TOPICS IN
COMPUTATIONAL MOLECULAR BIOLOGY
18.418
February 3, 2010Introduction to 18.418
Bonnie Berger
Bonnie Berger
Massachusetts Institute of Technology
Professor, Applied Mathematics

An introduction to the course.

February 8, 2010Class

Overview of data used in computational biology and a brief discussion of the paper.

February 10, 2010Cancelled Due to Snow
February 16, 2010Class

Unfortunately the the previous Wednesday had to be moved to a later date, but we will read one of Dana Pe'er's papers and discuss it in class. The presenters are:

  • Defendant: Mark Lipson
  • Committee: Sara Sheehan

February 17, 2010Network Medicine: From Cellular Networks to the Human Diseasome
Albert-Laszlo Barabasi
Albert-Laszlo Barabasi
Northeastern University and Harvard Medical School
Emil T. Hofman Professor
Director, Center for Complex Network Research

The ultimate goal of understanding sub-cellular networks is to gain insights into the normal cellular functions, and understand the microscopic nature of perturbations that could lead to human diseases. A network of disorders and disease genes linked by known disorder-gene associations offers a platform to explore in a single graph-theoretic framework all known phenotype and disease gene associations, indicating the common genetic origin of many diseases. We find that the vast majority of disease genes are nonessential and show no tendency to encode hub proteins, and their expression pattern indicates that they are localized in the functional periphery of the network. We also study the evolution of patient illness using a network summarizing the disease associations extracted from 32 million Medicare claims, demonstrating that the cellular level links between disease causing proteins are amplified in the population as comorbodity patterns.

February 22, 2010Class

Please read the seminal disease-network paper below (the first paper). The presenters are:

  • Defendant: Angela Yen
  • Committee: George Tucker

February 24, 2010. Starting at 11amVisualizing the drug-target landscape
Enoch Huang
Enoch Huang
Pfizer Inc.
Executive Director, Head of Computational Sciences, Pfizer Research Centers of Emphasis
Boston University
Adjunct Assistant Professor, Bioinformatics

Stephen Campbell
Pfizer Inc.

Generating new therapeutic hypotheses for human disease requires the analysis and interpretation of many different experimental datasets. Assembling a holistic picture of the current landscape of drug discovery activity remains a challenge, however, because of the lack of integration between biological, chemical and clinical resources. Although tools designed to tackle the interpretation of individual data types are abundant, systems that bring together multiple elements to directly enable decision making within drug discovery programmes are rare. In this article, we review the path that led to the development of a knowledge system to tackle this problem within our organization and highlight the influences of existing technologies on its development. Central to our approach is the use of visualization to better convey the overall meaning of an integrated set of data including disease association, druggability, competitor intelligence, genomics and text mining. Organizing such data along lines of therapeutic precedence creates clearly distinct "zones" of pharmaceutical opportunity, ranging from small-molecule repurposing to biotherapeutic prospects and gene family exploitation. Mapping content in this way also provides a visual alerting mechanism that evaluates new evidence in the context of old, reducing information overload by filtering redundant information.
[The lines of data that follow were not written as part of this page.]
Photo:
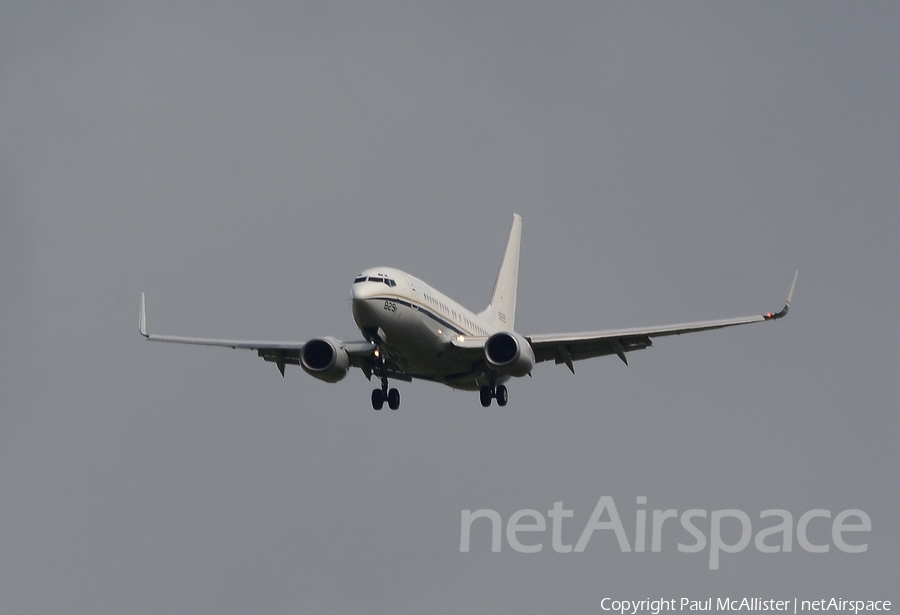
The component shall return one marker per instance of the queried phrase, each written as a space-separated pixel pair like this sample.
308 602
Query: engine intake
324 358
509 353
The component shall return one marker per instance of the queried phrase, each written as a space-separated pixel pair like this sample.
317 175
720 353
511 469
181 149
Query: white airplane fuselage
413 331
415 324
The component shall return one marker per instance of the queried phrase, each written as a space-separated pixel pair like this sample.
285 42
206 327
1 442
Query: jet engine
509 353
324 358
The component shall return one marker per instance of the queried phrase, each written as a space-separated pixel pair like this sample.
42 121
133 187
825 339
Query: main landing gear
499 393
379 396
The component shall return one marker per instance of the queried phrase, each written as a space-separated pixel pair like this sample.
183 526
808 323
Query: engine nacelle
509 353
324 358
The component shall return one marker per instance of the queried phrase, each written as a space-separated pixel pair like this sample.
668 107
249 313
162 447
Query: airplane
412 331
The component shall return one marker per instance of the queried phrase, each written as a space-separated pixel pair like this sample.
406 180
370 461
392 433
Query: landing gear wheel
377 399
393 399
502 395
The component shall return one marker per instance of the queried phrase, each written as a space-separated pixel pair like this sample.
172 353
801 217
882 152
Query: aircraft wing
569 347
278 352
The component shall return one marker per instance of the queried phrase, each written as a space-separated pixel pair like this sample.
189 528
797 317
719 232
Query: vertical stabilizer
501 311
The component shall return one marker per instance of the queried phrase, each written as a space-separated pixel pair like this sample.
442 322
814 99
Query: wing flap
568 347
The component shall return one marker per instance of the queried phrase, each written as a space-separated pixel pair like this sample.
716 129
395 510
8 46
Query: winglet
787 304
142 321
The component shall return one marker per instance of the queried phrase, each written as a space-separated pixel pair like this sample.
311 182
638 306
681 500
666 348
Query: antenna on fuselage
501 311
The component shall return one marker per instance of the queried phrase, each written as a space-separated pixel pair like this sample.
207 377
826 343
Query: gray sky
241 162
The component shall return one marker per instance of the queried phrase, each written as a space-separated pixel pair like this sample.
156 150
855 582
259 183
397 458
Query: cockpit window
377 279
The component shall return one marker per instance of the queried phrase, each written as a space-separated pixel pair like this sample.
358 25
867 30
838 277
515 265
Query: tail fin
501 311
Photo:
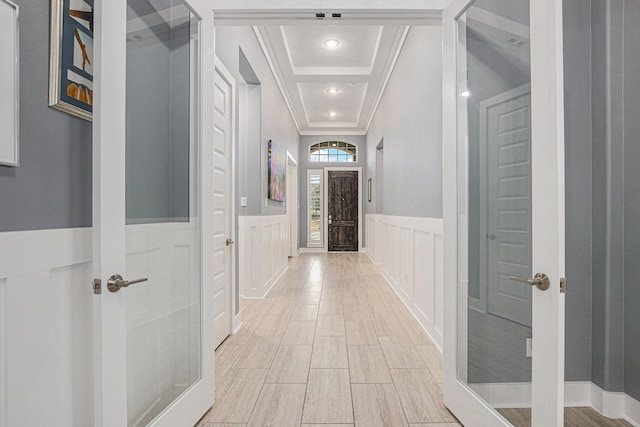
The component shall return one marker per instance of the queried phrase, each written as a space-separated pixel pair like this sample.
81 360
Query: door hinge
97 286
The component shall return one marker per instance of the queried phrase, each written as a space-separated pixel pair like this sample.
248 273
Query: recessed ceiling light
331 44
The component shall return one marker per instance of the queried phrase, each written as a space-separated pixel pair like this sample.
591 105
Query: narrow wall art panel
276 170
71 57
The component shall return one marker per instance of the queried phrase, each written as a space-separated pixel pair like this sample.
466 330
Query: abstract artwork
276 171
71 56
9 84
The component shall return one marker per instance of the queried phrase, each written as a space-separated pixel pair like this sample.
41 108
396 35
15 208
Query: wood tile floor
330 344
333 345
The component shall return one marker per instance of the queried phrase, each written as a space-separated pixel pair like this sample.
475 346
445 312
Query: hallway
331 344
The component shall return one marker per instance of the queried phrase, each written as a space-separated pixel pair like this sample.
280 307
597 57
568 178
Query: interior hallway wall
275 120
262 115
52 186
409 118
631 212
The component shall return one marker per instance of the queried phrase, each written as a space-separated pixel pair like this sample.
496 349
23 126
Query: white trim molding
577 394
262 253
413 265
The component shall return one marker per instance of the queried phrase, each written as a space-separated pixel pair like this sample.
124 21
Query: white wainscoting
375 242
262 253
46 328
412 263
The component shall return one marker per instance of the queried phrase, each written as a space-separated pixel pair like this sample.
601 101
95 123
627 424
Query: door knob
540 281
116 282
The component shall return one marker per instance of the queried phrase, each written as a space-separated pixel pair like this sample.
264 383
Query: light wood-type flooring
330 344
333 345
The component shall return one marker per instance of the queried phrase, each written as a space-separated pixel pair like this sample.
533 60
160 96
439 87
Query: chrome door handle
116 282
540 281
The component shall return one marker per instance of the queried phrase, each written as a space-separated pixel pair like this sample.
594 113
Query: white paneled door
504 212
223 235
152 199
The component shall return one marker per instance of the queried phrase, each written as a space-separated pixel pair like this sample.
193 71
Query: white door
513 225
505 136
153 326
292 205
222 212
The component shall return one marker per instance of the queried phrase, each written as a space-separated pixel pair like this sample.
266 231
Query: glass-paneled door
154 349
504 210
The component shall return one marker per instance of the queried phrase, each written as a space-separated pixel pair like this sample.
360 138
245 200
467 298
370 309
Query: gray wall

In addition, we argue the need for more tools in this space and highlight the role that data standards, new technologies and increased collaboration might have in achieving this aim.

March 1, 2010Class

Please read the paper that pertains to the previous talk. You will need MIT certificates and use libproxy.mit.edu to view this paper. Once you follow the link, you would think that the PDF link would appear on that page, but it does not. You need to go to the table of contents for the journal issue. Do this by clicking the text "Volume 15, Issues 1-2" that appears several lines above the article's title. The PDF version of the paper will then be listed under "Reviews", titled "Visualizing the drug target landscape".

The presenters are:

  • Defendant 1: Sara Sheehan
  • Defendant 2: Minh Huynh-Le
  • Committee: Alex Levin

March 3, 2010Driving Mutations: Lessons from Yeast and Cancer
Dana Pe'er
Dana Pe'er
Columbia University
Assistant Professor, Biological Sciences

In this talk we will discuss a new perspective on question "How does variation in genotype encode for phenotypic diversity?" We will discuss methods that harness gene expression to identify genetic variants that influence a trait of interest. Our premise is that much of the influence of genotype on phenotype is mediated by changes in the regulatory network and these can be inferred using gene expression. We will discuss 3 vignettes: 1) We will demonstrate how biological modularity can be used to gain significant statistical power for linkage analysis of eQTLs (expression Quantitative Trait Loci). This will provide a refined map of linkages that provides new insight into non-additivity in genetic interactions and the influence of genetic variation on how a cell sees its environment. 2) Camelot, an algorithm method that integrates genotype and gene expression collected in a reference condition (un-drugged) and phenotype data to predict complex quantitative phenotypes in entirely different conditions (drug response) and identify causal genes that influence these traits. We will discuss why gene expression gives such a large boost in power. 3) Conexic, a novel Bayesian Network-based framework to integrate chromosomal copy number and gene expression data to detect genetic alterations in tumors that drive proliferation, and to model how these alterations perturb normal cell growth/survival. We demonstrate how this method can uncover an important role of protein trafficking in Melanoma.

March 8, 2010Class

Since we already read one of Dana's papers, we will be covering another drugability related paper. To access this paper you will need to have MIT certificates installed. The presenters are:

  • Defendant: Eric Eisner
  • Committee: Angela Yen

March 10, 2010Computational inference of tumor heterogeneity for cancer phylogenetics
Russell Schwartz
Russell Schwartz
Carnegie Mellon University
Associate Professor, Department of Biological Science and Computer Science

While cancer can in theory develop from a seemingly infinite variety of combinations of mutations, in practice most tumors seem to fall into a relatively small number of recurring sub-types characterized by roughly equivalent sequences of genetic abnormalities by which healthy cells progress into increasingly aggressive tumors. This observation raises the hope that identifying these common sub-types and their defining genetic features will lead to new prognostic markers and drug targets. One promising approach to this problem is "tumor phylogenetics": treating tumors as evolving populations and analyzing their likely evolutionary pathways through phylogenetic algorithms. Two main variants of this approach have been proposed: a tumor-by-tumor approach, in which one treats each observed tumor in a population as a possible end state in a phylogenetic tree or network; and a cell-by-cell approach, in which one examines differences between individual cells in a tumor sample to build trees explaining variation both within and between tumors. The latter approach has the advantage of allowing one access to information about within-tumor heterogeneity that can provide important clues about conserved pathways of tumor progression, but at the cost of allowing one to examine only a few markers of state per cell versus the genome-wide markers sets one can apply to samples of whole tumors or significant sub-regions thereof.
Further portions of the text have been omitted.